Para aqueles que apreciam uma boa comédia romântica, tudo indica que vale a pena dar uma chance!

04 – Como Viver um Romance (Melissa Ferguson)

O livro Como Viver um Romance, da escritora norte-americana Melissa Ferguson, é uma comédia romântica ambientada nos bastidores do mercado editorial. A história gira em torno de Savannah Cade, uma assistente editorial que trabalha em uma empresa extremamente tradicional e intelectualizada.

Savannah esconde um grande segredo que pode custar seu emprego: está escrevendo um romance voltado para o mercado comercial/popular. A grande oportunidade surge quando uma renomada editora-chefe pede para ler seu manuscrito. O problema? O texto ainda não está finalizado. Após quase ser flagrada no escritório por William Pennington — o novo editor-chefe e filho da dona da empresa —, Savannah esconde suas páginas em uma sala abandonada do prédio.

O rumo da história muda completamente quando ela volta para buscar os papéis e descobre que um crítico misterioso deixou anotações sarcásticas, inteligentes e cirúrgicas nas margens de seu texto. Sem tempo a perder, ela aceita trabalhar em parceria com esse editor anônimo por meio de bilhetes e recados, sem imaginar que está prestes a viver o seu próprio conto de fadas.

Dei uma vasculhada nas redes sociais para saber o que os leitores estão achando da obra de Ferguson, e os comentários são bastante favoráveis. A maioria destaca que Como Viver um Romance é uma comédia romântica extremamente leve, divertida e ideal para quem busca uma leitura rápida.

05 – Louco por Livros (Emily Henry)

Alô, fãs de Emily Henry! A escritora lidera as listas de mais vendidos do The New York Times desde o lançamento de seu primeiro romance adulto, em 2020, acumulando dezenas de milhões de exemplares vendidos pelo mundo. Quem conhece a autora já sabe do sucesso de obras como Leitura de Verão e De Férias com Você.
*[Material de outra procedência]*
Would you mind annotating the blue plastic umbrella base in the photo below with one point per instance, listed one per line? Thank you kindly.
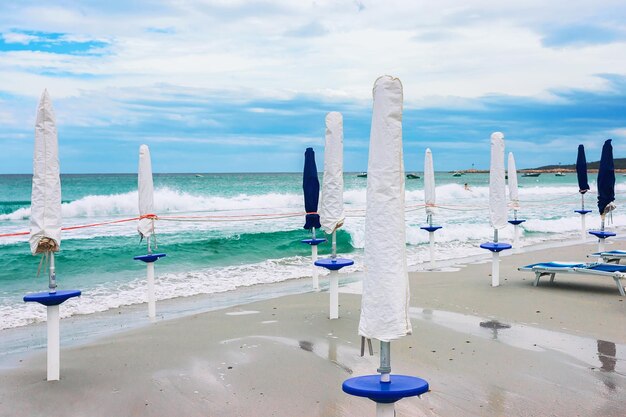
(151, 257)
(51, 298)
(601, 234)
(334, 264)
(370, 386)
(496, 246)
(432, 228)
(313, 242)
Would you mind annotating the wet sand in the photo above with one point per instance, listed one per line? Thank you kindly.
(514, 350)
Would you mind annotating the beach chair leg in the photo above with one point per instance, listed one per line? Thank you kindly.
(619, 286)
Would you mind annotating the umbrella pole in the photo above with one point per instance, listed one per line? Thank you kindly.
(151, 291)
(515, 231)
(314, 272)
(54, 357)
(385, 409)
(431, 241)
(601, 240)
(151, 285)
(583, 227)
(333, 277)
(495, 263)
(53, 343)
(52, 277)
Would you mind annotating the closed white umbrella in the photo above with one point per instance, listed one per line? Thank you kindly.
(514, 198)
(385, 300)
(145, 227)
(45, 218)
(145, 189)
(513, 191)
(331, 207)
(384, 307)
(497, 204)
(45, 223)
(429, 199)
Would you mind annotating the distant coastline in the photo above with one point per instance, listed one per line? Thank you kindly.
(537, 171)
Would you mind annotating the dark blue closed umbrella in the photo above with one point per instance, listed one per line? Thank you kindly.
(606, 177)
(581, 170)
(311, 187)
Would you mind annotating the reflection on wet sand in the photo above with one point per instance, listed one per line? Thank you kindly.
(607, 352)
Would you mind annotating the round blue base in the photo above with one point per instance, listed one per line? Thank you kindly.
(334, 264)
(151, 257)
(431, 228)
(601, 234)
(51, 298)
(369, 386)
(496, 246)
(313, 242)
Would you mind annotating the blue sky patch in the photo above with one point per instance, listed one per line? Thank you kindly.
(56, 43)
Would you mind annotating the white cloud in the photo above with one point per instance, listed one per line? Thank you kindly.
(437, 49)
(16, 37)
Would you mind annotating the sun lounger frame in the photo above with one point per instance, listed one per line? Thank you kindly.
(542, 271)
(610, 256)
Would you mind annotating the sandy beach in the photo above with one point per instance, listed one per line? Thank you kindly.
(514, 350)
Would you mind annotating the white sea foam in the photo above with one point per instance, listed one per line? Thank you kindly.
(463, 215)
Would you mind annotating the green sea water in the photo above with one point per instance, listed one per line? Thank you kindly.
(229, 246)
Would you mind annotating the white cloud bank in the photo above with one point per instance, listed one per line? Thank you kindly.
(328, 48)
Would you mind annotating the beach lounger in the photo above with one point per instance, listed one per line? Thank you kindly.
(617, 272)
(612, 256)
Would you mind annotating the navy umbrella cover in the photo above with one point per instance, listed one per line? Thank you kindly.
(311, 188)
(606, 177)
(581, 170)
Por isso, preparem-se: em outubro, a escritora norte-americana de 35 anos chega novamente com tudo às livrarias brasileiras com o relançamento de Louco por Livros em uma edição de luxo. Os colecionadores com certeza vão adorar!

A versão especial deve aterrissar por aqui em 5 de outubro, pela editora Verus. Sinta só o clima do projeto gráfico: acabamento em capa dura, pintura trilateral nas bordas das páginas e material inédito para os fãs. Vale lembrar que a obra original foi publicada no Brasil em abril de 2023.

Espero que tenham gostado das indicações! Até a próxima!